When the client program and the server talk, they use public key encryption
to secretly exchange a "session key" that will be used to encrypt the
rest of their conversation. I suppose they could just use their existing
key pair to encrypt the entire conversation, but Shawn said that's way slower
than "secret key" encryption methods, so most people use the slow public
key encryption to securely exchange a secret key, which they then use to 
encrypt the rest of their conversation.

Now that the client and server have an encrypted communications channel, the
client can prompt the user for his username/password and send it to the server
without fear that it will be snooped or replayed. Some client programs (for
example, a command-line program to send an event or to display job history)
may be more useful if they don't ask for a password interactively, so the
administrator can set up a web page that runs those commands for instance.
In that case, we can make it so that the client programs can take the username
and password from the command line or from a file. This will make things
flexible enough so that the administrator can do whatever he wants with the
client programs.

While we don't want to force the administrator to create a list of
Clockwork-only usernames and passwords, some people might want to do just
that. To make things easy for them, we could make one of our authentication
backends check against an internal database. Berkeley DB provides an easy
way to encrypt a database, too. Other backends I have in mind are PAM (for
the UNIX folks) and calling an external program (for those who want to use
neither PAM nor the internal list). That should satisfy just about everyone.

The other part of security is the communications between the server and the
agents (the piece of Clockwork that runs on every machine that is able to
run jobs). Obviously, the agent must be able to tell that commands are
coming from the real scheduling server, or this would be a huge root exploit.
So when the scheduling server sends commands to the agents, it will
encrypt them using the schedule's private key. If the agent can decrypt the
message using the schedule's public key, then it knows it's a valid
message. I suppose we could make this communication not encrypted, but just
with a digital signature in it, but it seems awful easy to make the whole
conversation encrypted, and then there are no issues with someone snooping
secret data (although it's probably not very important data).

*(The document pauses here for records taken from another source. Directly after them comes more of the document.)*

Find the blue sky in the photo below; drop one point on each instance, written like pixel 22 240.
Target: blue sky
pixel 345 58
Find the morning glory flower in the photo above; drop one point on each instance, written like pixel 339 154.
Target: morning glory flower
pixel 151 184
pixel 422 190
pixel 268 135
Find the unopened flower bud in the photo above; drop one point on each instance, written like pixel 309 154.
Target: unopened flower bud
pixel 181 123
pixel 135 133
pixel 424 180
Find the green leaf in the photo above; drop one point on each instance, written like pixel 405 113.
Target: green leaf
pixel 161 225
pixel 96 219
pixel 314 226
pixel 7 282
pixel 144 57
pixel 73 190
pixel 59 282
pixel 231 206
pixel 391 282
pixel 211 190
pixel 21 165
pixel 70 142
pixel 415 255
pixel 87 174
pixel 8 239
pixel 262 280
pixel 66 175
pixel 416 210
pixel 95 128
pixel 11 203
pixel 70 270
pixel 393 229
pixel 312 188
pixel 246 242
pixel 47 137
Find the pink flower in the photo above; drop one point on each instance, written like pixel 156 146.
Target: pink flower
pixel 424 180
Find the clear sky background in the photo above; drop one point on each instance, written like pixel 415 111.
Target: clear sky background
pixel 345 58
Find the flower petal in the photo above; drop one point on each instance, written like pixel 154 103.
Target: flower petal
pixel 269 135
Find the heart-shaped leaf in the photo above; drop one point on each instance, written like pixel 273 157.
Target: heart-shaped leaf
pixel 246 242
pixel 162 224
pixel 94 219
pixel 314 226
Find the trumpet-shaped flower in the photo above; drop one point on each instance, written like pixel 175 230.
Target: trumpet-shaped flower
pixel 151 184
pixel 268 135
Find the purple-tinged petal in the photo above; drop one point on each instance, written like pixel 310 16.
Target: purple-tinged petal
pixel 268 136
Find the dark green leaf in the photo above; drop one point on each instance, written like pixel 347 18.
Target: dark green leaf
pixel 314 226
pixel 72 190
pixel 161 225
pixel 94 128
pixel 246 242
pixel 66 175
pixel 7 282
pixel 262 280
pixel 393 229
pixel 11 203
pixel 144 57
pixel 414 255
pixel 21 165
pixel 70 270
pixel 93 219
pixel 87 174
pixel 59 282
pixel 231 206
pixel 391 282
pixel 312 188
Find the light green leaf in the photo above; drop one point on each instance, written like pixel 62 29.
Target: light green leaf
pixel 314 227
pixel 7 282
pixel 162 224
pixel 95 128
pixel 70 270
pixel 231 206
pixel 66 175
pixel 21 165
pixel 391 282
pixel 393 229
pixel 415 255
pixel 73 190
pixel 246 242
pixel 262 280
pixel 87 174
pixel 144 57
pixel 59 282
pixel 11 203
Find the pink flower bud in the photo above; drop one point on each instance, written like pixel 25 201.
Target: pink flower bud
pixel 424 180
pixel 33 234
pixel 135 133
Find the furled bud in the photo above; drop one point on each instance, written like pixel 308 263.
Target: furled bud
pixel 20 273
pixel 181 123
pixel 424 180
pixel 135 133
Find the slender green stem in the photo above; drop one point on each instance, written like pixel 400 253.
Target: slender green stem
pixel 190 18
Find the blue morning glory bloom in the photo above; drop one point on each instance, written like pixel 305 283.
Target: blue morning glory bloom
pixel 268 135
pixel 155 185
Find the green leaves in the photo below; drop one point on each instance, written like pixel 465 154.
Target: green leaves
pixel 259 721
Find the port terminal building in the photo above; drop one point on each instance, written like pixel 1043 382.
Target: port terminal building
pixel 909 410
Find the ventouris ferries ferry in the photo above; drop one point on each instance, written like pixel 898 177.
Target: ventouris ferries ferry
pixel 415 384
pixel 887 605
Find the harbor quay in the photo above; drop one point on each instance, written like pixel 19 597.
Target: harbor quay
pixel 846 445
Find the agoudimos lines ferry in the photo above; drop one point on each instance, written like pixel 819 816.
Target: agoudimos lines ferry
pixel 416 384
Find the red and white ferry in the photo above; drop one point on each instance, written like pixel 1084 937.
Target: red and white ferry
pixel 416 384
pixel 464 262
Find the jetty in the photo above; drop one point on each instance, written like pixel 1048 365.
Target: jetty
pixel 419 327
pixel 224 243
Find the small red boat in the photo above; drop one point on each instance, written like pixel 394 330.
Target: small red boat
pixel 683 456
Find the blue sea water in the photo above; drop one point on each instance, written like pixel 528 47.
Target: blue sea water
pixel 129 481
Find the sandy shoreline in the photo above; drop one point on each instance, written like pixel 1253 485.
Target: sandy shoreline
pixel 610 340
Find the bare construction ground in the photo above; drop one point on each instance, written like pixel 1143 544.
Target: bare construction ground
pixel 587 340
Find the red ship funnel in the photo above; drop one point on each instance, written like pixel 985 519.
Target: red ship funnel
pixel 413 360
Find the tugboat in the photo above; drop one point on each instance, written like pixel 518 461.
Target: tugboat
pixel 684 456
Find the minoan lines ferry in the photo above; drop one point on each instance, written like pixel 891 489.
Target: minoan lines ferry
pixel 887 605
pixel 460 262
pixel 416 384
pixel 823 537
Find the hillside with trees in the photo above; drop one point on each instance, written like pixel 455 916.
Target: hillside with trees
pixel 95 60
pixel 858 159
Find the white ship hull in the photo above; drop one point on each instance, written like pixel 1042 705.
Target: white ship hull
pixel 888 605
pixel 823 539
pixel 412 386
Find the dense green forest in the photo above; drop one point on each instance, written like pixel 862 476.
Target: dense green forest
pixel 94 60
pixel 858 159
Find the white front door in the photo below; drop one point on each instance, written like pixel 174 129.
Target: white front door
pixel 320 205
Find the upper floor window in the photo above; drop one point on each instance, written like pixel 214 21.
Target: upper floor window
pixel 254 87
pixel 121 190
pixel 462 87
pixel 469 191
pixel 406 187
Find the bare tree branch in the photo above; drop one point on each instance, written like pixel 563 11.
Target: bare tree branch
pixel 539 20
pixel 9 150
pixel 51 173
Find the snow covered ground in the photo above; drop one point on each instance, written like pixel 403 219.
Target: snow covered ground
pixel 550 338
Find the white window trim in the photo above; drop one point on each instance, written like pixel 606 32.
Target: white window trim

That's it for the server-to-agent connections, but there will also
be agent-to-server connections as well. Just like in AutoSys, if a job
is going to run for hours, we probably don't want to hold the TCP connection
open that long, just so that the agent can say at the end what the job's
exit code was. So the agent will have to initiate a connection back to the
server (or, a server, since there may be multiple servers) to provide the
exit code. In this scenario, the server needs to be able to make sure the
system that just connected to it is a valid agent. So the agent will encrypt
the message with the schedule's public key (which all agents have) and the
server will decrypt it with the schedule's private key. For added security,
we can allow the administrator to set up a list of agent IP addresses/networks.
The incoming connection can be checked against this list, too. For even
more security, the incoming connection can be checked against the IP address
of the system where the job ran. There's little reason that anyone other
than "hosta" should be reporting on the final status of a job that ran on
"hosta." But this level of security might be difficult to manage, since
most hosts have several IP addresses, and the one the server connected to
to get the job started might not be the one all the traffic out of the system
goes across.

What I haven't addressed here are:
(1) Authorization. We've checked to make sure the users are who they say they
are, but how do we know who should be allowed to do what? I was thinking
of a three-level access model: administrators can change things, operators
can only stop/start/hold jobs, and guests can look but not modify anything.
We may need to apply these to something more granular than the entire schedule,
since it may be useful to have a set of users who can only start/stop the
backup jobs, or can only modify a certain set of jobs.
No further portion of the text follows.